Tra cinque settimane cadranno i veli sull’erede della SF-25 che sarà protagonista nella 77ª edizione del campionato del mondo di Formula 1. I migliori 19 piloti al mondo contenderanno il titolo al campione in carica Lando Norris che dovrà augurarsi di avere tra le mani un altro bolide papaya. La Ferrari non potrà sbagliare, provando a sfruttare la rivoluzione regolamentare che attende la massima categoria del Motorsport.
Ci sarà una configurazione rivista della Power Unit e una nuova aerodinamica attiva. I tecnici della FIA hanno posto l’accento sulla tecnologia green con un propulsore ibrido più bilanciato tra parte termica ed elettrica. In Ferrari hanno scelto il 23 gennaio 2026 per mostrare in anteprima a Fiorano la monoposto della svolta. Nella prossima stagione ci sarà anche Audi che ha acquisito Sauber nel 2024 e si schiererà sulla griglia con un proprio propulsore, mentre Cadillac debutterà con le PU del Cavallino, diventando l’undicesima squadra in pista.
L’annuncio di Vasseur
Il nome della successora della SF-25 resta un segreto. “Lo scoprirete più avanti, non voglio rovinare la sorpresa”, ha sancito il team principal transalpino nel consueto incontro prenatalizio con i media. Si è optato per l’ultima data disponibile prima di partire alla volta Barcellona, dove le nuove monoposto scenderanno in pista per la prima sessione di test del 2026 a porte chiuse.
Non sono state annunciate le giornate in cui le Rosse saranno impegnate sul circuito di Catalunya. Ogni squadra ha a disposizione tre giorni da selezionare nella finestra di cinque previste sul calendario dal 26 al 30 gennaio. Per ora riserbo assoluto anche sul programma della giornata di presentazione del 23 gennaio. La Scuderia modenese potrebbe accendere i motori per i primi km a Fiorano come già accaduto in occasione di qualche unveiling nelle scorse stagioni. La nuova monoposto potrebbe affrontare un massimo di 15 km, ovvero cinque giri del circuito di casa. Per Hamilton si tratterà dell’ultima grande chance della carriera, mentre Leclerc si augura finalmente di calarsi nell’abitacolo di una monoposto all’altezza delle sue ambizioni.
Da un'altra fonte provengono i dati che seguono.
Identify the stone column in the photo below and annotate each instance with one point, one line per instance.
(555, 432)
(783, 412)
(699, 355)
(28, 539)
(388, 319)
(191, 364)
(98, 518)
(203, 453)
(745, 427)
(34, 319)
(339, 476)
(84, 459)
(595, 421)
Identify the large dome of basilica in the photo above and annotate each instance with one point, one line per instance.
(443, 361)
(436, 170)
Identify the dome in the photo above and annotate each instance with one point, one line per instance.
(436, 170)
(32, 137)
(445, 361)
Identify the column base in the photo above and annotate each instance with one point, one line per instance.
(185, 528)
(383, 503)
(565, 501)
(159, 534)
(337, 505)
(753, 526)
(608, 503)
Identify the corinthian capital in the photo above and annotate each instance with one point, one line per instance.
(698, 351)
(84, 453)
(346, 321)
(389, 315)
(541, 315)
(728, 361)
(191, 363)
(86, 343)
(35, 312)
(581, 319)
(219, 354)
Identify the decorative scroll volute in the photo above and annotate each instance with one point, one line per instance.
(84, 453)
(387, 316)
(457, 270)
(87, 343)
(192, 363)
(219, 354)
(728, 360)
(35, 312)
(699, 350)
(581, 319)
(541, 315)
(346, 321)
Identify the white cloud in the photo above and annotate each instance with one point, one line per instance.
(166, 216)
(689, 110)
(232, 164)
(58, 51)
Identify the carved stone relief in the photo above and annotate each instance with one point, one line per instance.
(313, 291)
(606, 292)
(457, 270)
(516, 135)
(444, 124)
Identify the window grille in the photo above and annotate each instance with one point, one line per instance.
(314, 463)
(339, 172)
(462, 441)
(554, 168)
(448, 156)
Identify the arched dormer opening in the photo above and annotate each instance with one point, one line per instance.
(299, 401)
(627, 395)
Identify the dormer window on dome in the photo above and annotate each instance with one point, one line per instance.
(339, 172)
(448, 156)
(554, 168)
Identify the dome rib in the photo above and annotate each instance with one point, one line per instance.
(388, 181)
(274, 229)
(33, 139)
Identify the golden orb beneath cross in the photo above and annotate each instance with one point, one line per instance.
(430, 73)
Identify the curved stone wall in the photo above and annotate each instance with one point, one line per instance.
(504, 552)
Le avversarie della Scuderia
La Ferrari se la dovrà vedere con i campioni in carica che hanno confermato i giovani Norris e Piastri. La Red Bull Racing dovrà costruirsi a Milton Keynes le nuove Power Unit, affidandosi anche al partner Ford, ma non partiranno con i favori del pronostico. La Casa di Detroit tornerà in pista per la prima volta dal 2004, supportando il reparto Red Bull Powertrains del drink team e la squadra junior Racing Bulls. Max Verstappen dopo 4 anni di fila con il numero 1 ha scelto il 3 che in precedenza era stato di Daniel Ricciardo. L’olandese sarà affiancato dal promettente Hadjar.
Fari puntati sulla Honda che ha stipulato un accordo esclusivo con Aston Martin come team ufficiale e fornirà il nuovo propulsore dopo aver terminato la fruttuosa collaborazione con RB. Renault non sarà più un fornitore di motori poiché Alpine passerà ai propulsori Mercedes. Continuità anche per Williams, McLaren e il team ufficiale della Stella a tre punte. La squadra con sede a Brackley ha scelto di puntare ancora su George Russell e Kimi Antonelli. Il bolognese dovrà alzare il suo livello di performance, trovando quella regolarità che è mancata nell’anno di debutto in F1.